Nurullah Genç’in şu dizeleri ile duygularımı sizlere ifade etmek istiyorum.
Karanlık bir gece, kanlı ve derin
Ateşle boyandı yüzü göklerin
Şehitler bağrına uzandı yerin
Zamanın nabzında atan bizimdir
İhânet onların, vatan bizimdir
Müjde verenleriz, korkutan değil
Yurda kardeş kanı akıtan değil
Namluyu millete doğrultan değil
Tankların altına yatan bizimdir
Esâret onların, vatan bizimdir
Hıyânet zehrini akıtmış dile
Şeytan’ı aldatır bu kahpe hîle
Görmedi insanlar tarihte bile
Bayrağı göğsünde tutan bizimdir
Dalâlet onların, vatan bizimdir
Tuzak kuranlara tuzak kuruldu
Zulümle örülen zincir kırıldı
Ülkeme yeniden mühür vuruldu
Sevdayı toprağa katan bizimdir
Nedâmet onların, vatan bizimdir
Bizimdir ufukta büyüyen yollar
Bizimdir diriliş bekleyen yıllar
Semâya uzansın duâlı eller
Doğan güneş bizim, batan bizimdir
Sefâlet onların, vatan bizimdir
Doğan güneş bizim, batan bizimdir
Sefâlet onların, 2023 bizimdir
Bu duygu ve düşüncelerle 15 Temmuz Demokrasi ve Milli Birlik Gününün ülkemiz, milletimiz ve demokrasimiz için hayırlara vesile olmasını diliyorum.
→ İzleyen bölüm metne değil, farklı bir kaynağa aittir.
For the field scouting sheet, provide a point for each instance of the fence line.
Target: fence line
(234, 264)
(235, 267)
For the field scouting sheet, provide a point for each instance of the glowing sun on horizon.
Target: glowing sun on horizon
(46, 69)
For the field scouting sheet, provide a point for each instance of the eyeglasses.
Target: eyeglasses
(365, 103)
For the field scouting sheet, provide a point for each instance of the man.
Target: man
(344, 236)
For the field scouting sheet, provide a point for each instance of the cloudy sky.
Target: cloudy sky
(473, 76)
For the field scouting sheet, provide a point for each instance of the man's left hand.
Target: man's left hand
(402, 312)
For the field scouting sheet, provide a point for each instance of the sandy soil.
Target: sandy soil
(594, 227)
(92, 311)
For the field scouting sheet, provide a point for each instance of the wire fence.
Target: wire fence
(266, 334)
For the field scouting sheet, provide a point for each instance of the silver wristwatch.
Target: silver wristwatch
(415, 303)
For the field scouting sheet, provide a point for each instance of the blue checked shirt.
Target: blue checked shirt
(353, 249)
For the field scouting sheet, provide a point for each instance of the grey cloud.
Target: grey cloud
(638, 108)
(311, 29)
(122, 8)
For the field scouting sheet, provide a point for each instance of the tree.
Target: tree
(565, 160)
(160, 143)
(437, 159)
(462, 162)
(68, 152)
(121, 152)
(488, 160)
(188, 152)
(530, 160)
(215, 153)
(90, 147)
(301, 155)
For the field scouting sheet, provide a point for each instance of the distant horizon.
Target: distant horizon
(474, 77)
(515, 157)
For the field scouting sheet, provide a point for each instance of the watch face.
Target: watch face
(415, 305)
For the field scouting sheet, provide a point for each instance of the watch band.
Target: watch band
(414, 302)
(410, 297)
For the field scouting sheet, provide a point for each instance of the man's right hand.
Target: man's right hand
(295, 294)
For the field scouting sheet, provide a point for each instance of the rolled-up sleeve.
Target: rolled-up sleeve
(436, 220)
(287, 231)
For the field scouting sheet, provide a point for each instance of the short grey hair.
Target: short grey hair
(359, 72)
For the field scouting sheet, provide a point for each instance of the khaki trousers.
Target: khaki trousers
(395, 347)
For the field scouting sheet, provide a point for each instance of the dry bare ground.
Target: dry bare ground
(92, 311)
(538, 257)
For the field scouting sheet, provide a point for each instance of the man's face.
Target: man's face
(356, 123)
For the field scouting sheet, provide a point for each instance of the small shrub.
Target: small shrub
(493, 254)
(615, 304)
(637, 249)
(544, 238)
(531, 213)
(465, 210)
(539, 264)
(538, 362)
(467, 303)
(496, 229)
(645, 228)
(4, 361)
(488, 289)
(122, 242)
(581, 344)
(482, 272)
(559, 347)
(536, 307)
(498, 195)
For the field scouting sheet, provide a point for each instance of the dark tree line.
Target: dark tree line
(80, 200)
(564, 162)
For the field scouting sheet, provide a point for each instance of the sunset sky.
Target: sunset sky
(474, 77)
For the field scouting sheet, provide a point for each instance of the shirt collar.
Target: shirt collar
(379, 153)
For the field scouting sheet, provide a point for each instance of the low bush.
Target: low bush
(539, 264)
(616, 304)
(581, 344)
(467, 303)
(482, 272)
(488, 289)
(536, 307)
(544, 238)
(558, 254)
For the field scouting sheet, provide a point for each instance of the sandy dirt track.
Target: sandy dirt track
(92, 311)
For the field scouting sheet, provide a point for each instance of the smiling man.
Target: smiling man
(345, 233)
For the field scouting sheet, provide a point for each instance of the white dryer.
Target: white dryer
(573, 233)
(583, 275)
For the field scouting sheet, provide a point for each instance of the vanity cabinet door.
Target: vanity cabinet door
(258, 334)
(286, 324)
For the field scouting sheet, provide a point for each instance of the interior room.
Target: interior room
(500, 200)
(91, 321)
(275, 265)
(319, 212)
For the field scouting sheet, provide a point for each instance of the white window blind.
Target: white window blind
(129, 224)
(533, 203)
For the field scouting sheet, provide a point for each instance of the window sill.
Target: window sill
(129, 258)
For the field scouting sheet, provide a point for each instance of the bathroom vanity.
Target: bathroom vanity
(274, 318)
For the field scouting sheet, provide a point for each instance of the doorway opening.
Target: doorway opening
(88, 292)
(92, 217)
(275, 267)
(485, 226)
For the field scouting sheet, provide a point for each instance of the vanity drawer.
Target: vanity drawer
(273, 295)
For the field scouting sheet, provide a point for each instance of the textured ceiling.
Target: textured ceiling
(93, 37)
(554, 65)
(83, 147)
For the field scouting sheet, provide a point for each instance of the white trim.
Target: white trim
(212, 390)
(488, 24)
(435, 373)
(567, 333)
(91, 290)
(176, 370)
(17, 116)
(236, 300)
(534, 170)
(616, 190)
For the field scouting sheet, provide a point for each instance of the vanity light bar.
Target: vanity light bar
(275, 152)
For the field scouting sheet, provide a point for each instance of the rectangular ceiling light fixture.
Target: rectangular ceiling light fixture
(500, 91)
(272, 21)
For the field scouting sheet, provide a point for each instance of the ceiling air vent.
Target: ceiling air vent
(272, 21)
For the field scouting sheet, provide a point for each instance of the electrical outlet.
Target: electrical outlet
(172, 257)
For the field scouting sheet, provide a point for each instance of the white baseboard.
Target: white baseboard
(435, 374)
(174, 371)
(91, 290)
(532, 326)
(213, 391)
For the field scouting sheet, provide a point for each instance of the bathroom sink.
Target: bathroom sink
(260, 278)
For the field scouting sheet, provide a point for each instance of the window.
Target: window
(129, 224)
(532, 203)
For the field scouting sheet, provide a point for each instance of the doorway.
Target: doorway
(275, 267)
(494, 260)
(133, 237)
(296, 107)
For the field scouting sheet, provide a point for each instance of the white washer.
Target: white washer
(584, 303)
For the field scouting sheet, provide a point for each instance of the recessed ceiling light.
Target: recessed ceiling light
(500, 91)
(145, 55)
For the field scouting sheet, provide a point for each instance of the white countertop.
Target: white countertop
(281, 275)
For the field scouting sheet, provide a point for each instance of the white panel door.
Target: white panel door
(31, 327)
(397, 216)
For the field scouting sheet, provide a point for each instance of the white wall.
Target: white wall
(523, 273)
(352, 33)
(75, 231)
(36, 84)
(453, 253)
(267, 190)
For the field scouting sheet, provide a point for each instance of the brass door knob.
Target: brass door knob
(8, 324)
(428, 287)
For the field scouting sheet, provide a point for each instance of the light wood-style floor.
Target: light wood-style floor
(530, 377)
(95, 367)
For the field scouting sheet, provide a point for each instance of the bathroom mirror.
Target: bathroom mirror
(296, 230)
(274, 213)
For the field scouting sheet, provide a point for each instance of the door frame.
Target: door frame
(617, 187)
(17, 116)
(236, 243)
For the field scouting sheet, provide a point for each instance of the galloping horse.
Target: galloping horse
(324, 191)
Aziz şehitlerimize Allah’tan rahmet, şehit yakınlarımıza başsağlığı, gazilerimize sağlık ve afiyet temenni ediyorum. “Türkiye aşkına, Türkiye Geçilmez” diyerek istiklaline ve istikbaline sahip çıkan herkese şükranlarımı sunuyorum. Sizleri sevgiyle, saygıyla selamlıyorum. Allah’a emanet olun.
Programdan notlar:
Gün boyu Cumhurbaşkanımızın da katıldığı canlı yayınlar, sahnede yer alan dev ekrandan ve meydanda bulunan led ekrandan Gerede halkına izleme imkânı sunuldu. Gerede Belediyesi tarafından saat 21.30’da katılımcılara yüzlerce Türk Bayrağı hediye edildi. Belediye Başkanı Mustafa Allar’ın ve Gerede Kaymakamı Cengiz Ayhan’ın konuşmaları büyük alkış aldı.
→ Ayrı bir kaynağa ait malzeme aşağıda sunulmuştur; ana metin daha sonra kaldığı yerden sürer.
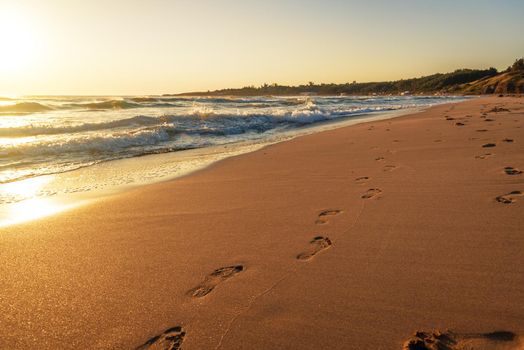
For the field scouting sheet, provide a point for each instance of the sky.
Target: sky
(138, 47)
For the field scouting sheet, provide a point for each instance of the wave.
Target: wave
(24, 107)
(221, 123)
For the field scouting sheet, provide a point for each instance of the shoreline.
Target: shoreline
(352, 238)
(72, 189)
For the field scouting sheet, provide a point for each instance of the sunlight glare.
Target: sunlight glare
(18, 44)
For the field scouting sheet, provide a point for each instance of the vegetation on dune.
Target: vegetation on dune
(461, 81)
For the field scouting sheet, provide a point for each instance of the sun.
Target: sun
(18, 41)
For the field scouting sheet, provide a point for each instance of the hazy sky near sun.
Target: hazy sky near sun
(161, 46)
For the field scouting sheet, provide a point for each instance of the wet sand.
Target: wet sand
(354, 238)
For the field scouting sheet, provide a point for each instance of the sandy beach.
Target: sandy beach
(353, 238)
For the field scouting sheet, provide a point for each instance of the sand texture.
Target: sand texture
(397, 234)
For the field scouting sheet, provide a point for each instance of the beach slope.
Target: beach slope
(388, 234)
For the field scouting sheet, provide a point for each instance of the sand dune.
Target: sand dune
(373, 236)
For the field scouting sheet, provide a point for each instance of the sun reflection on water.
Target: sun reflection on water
(30, 207)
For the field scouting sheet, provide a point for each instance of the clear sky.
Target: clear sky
(162, 46)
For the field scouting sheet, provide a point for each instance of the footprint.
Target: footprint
(171, 339)
(389, 167)
(372, 192)
(362, 179)
(484, 156)
(322, 217)
(499, 109)
(449, 340)
(509, 198)
(214, 279)
(512, 171)
(317, 245)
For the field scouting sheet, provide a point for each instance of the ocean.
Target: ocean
(55, 135)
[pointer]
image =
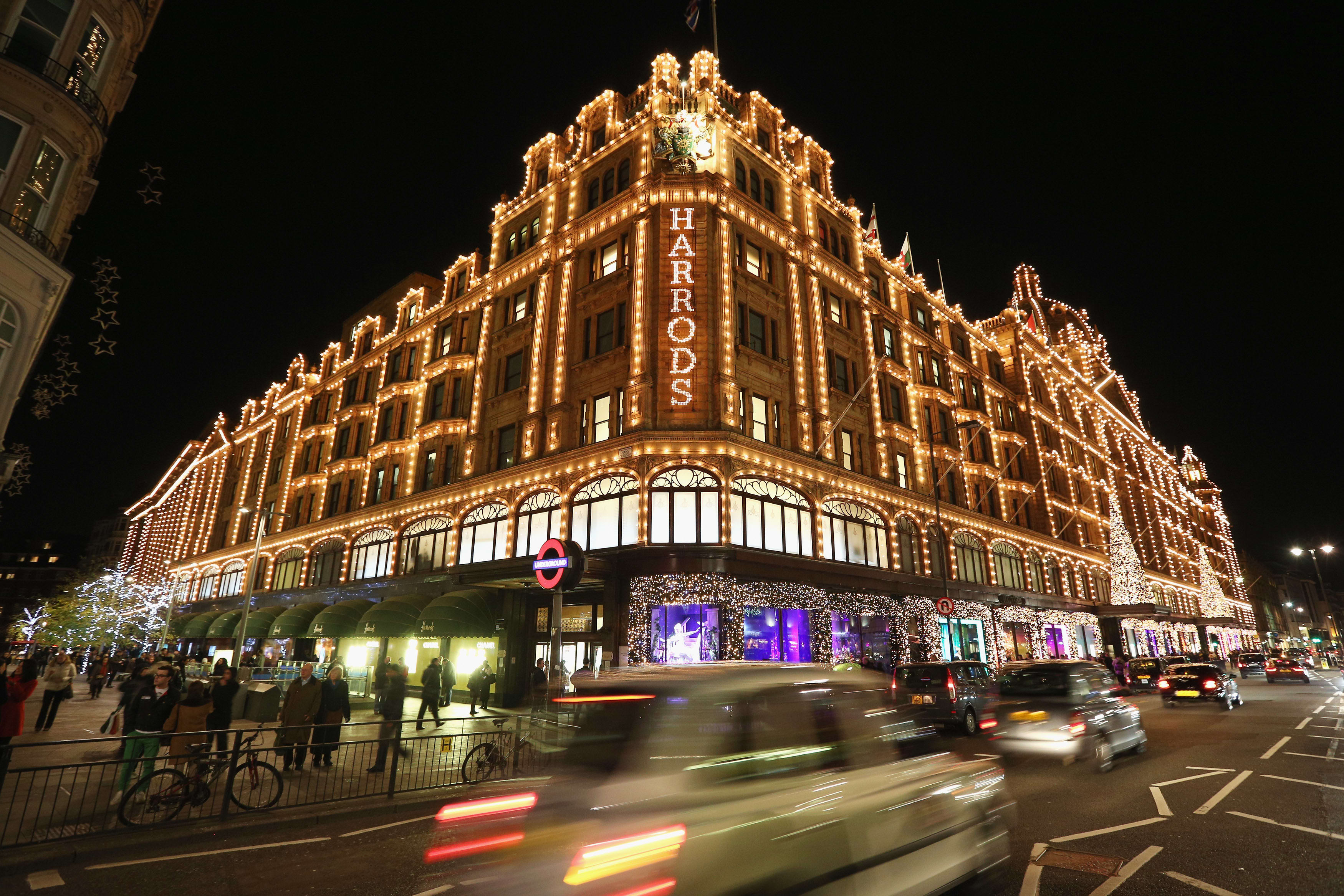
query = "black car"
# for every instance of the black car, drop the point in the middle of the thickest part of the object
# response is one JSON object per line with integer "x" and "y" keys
{"x": 1279, "y": 668}
{"x": 1198, "y": 681}
{"x": 956, "y": 695}
{"x": 1250, "y": 664}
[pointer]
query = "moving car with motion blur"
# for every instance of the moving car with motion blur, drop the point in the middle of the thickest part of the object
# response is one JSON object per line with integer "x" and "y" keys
{"x": 1279, "y": 668}
{"x": 1065, "y": 710}
{"x": 1198, "y": 681}
{"x": 955, "y": 695}
{"x": 1250, "y": 664}
{"x": 730, "y": 780}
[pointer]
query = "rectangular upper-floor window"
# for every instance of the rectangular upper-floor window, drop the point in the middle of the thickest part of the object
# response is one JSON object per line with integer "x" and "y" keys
{"x": 505, "y": 456}
{"x": 514, "y": 371}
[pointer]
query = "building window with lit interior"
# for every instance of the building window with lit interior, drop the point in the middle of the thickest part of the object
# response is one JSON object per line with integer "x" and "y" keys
{"x": 484, "y": 534}
{"x": 685, "y": 507}
{"x": 607, "y": 514}
{"x": 771, "y": 516}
15 Temmuz şehidi Geredeli Fatih Kalu’nun ailesi de protokolde yerini alırken gözyaşlarına hakim olamadılar. Ünlü Kâriler Bayezid Camii İmam Hatibi Mehmet Duman, Eyüp Sultan Camii İmam Hatibi Erhan Mete, Gerede Merkez Kuran Kursu Öğreticisi Bünyamin Özçiftçi ve Süleymaniye Camii Baş İmam Hatibi Ekrem Nalbant tarafından Kur’an-ı Kerim tilavetleri ve Sala okundu, Öğrenciler tarafından; Şiir Dinletileri, Marşlar ve Semazen Gösterisi yapıldı, Led ekrandan 15 Temmuz Temalı Sinevizyon Gösterimi programda yer aldı. Program gece 01.00 sularında hatıra fotoğraflarının çekilmesi ile sona erdi.
16 Temmuz Cumartesi günü ise; Saat: 20.40’da Araştırmacı Yazar Abdurrahman Uzun ‘’15 Temmuz Ruhu’’ konulu sohbet programı ile Saat: 22.35’te ise Türk halk müziği sanatçısı, besteci ve sunucu Uğur Işılak Cumhuriyet Meydanında yer alan sahnede binlerce Geredeli ile buluştu.
Binlerce Geredelinin katıldığı programlar büyük beğeni alırken Araştırmacı Yazar Abdurrahman Uzun’un sohbetine ve Uğur Işılak konserine çevre il ve ilçelerden de katılım oldu.